Abstract

The principal concern of any radiation exposure in computed tomography (CT) is the induction of stochastic risks of developing a radiation-induced cancer. The results given in this manuscript will allow to (re-)calculate yield of chest CT. To demonstrate a method to evaluate the lifetime attributable risk (LAR) of cancer incidence/mortality due to a single diagnostic investigation in a 1-year cohort of consecutive chest CT for suspected pulmonary embolism (PE). A 1-year cohort of consecutive chest CT for suspected PE using a standard scan protocol was analyzed retrospectively (691 patients, 352 men, 339 women). Normalized patient-specific estimations of the radiation doses received by individual organs were correlated with age- and sex-specific mean predicted cancer incidence and age- and sex-specific predicted cancer mortality based on the BEIR VII results.
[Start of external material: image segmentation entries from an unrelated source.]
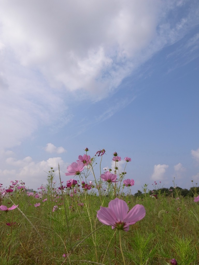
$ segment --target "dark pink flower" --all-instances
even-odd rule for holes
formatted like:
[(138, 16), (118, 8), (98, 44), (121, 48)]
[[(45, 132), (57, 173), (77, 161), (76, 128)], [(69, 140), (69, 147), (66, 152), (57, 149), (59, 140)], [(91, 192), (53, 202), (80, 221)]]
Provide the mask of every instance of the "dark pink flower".
[(140, 204), (137, 204), (128, 211), (127, 204), (116, 198), (109, 202), (107, 208), (100, 207), (97, 217), (101, 223), (111, 226), (113, 229), (117, 228), (128, 231), (129, 226), (142, 219), (146, 214), (144, 207)]
[(116, 182), (115, 180), (117, 178), (117, 175), (111, 174), (109, 171), (106, 171), (104, 174), (101, 174), (100, 177), (104, 181), (108, 182)]
[(126, 157), (124, 157), (124, 160), (126, 160), (127, 162), (130, 162), (131, 161), (131, 158), (127, 156)]
[(99, 150), (99, 151), (98, 151), (97, 152), (96, 152), (96, 154), (95, 155), (96, 156), (96, 155), (97, 154), (98, 154), (98, 155), (97, 156), (99, 156), (100, 154), (101, 154), (101, 155), (100, 156), (102, 156), (105, 153), (105, 152), (106, 151), (104, 150), (104, 149), (102, 149), (102, 150)]
[(77, 163), (73, 162), (67, 167), (68, 173), (65, 173), (66, 176), (72, 175), (79, 175), (84, 169), (84, 164), (81, 161), (78, 161)]
[(83, 162), (85, 166), (87, 166), (91, 162), (90, 160), (90, 157), (86, 154), (84, 154), (83, 156), (79, 156), (78, 157), (79, 160), (77, 160), (77, 161), (81, 161)]
[(113, 158), (112, 158), (112, 160), (114, 161), (116, 161), (116, 162), (118, 162), (119, 161), (121, 161), (121, 158), (120, 156), (114, 156)]
[(0, 206), (0, 210), (1, 211), (5, 211), (5, 212), (8, 212), (8, 211), (11, 211), (11, 210), (14, 210), (14, 209), (15, 209), (18, 206), (18, 205), (17, 205), (16, 206), (16, 205), (15, 205), (14, 204), (12, 206), (11, 206), (9, 208), (8, 208), (7, 206), (5, 206), (4, 205), (1, 205)]
[(37, 203), (36, 203), (34, 205), (35, 207), (38, 207), (40, 205), (40, 202), (37, 202)]
[(85, 184), (84, 186), (81, 186), (81, 187), (84, 189), (85, 190), (87, 189), (90, 189), (92, 188), (92, 187), (90, 185), (88, 185), (87, 184)]
[(12, 189), (6, 189), (6, 192), (12, 192), (13, 190)]
[(131, 186), (133, 186), (135, 183), (133, 179), (127, 179), (124, 180), (123, 182), (126, 187), (130, 187)]
[(194, 200), (193, 201), (195, 202), (199, 201), (199, 195), (198, 195), (197, 197), (194, 197)]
Additional correlation was provided for natural occurring risks. LAR of cancer incidence/mortality following one chest CT was calculated for cancer of the stomach, colon, liver, lung, breast, uterus, ovaries, bladder, thyroid, and for leukemia. LAR remains very low for all age and sex categories, being highest for cancer of the lungs and breasts in 20-year-old women (0.61% and 0.4%, respectively). Summation of all cancer sites analyzed raised the cumulative relative LAR up to 2.76% in 20-year-old women. Using the method presented in this work, LAR of cancer incidence and cancer mortality for a single chest CT for PE seems very low for all age groups and both sexes, but being highest for young patients. Hence the risk for radiation-induced organ cancers must be outweighed with the potential benefit or a treatment and the potential risks of a missed and therefore untreated PE.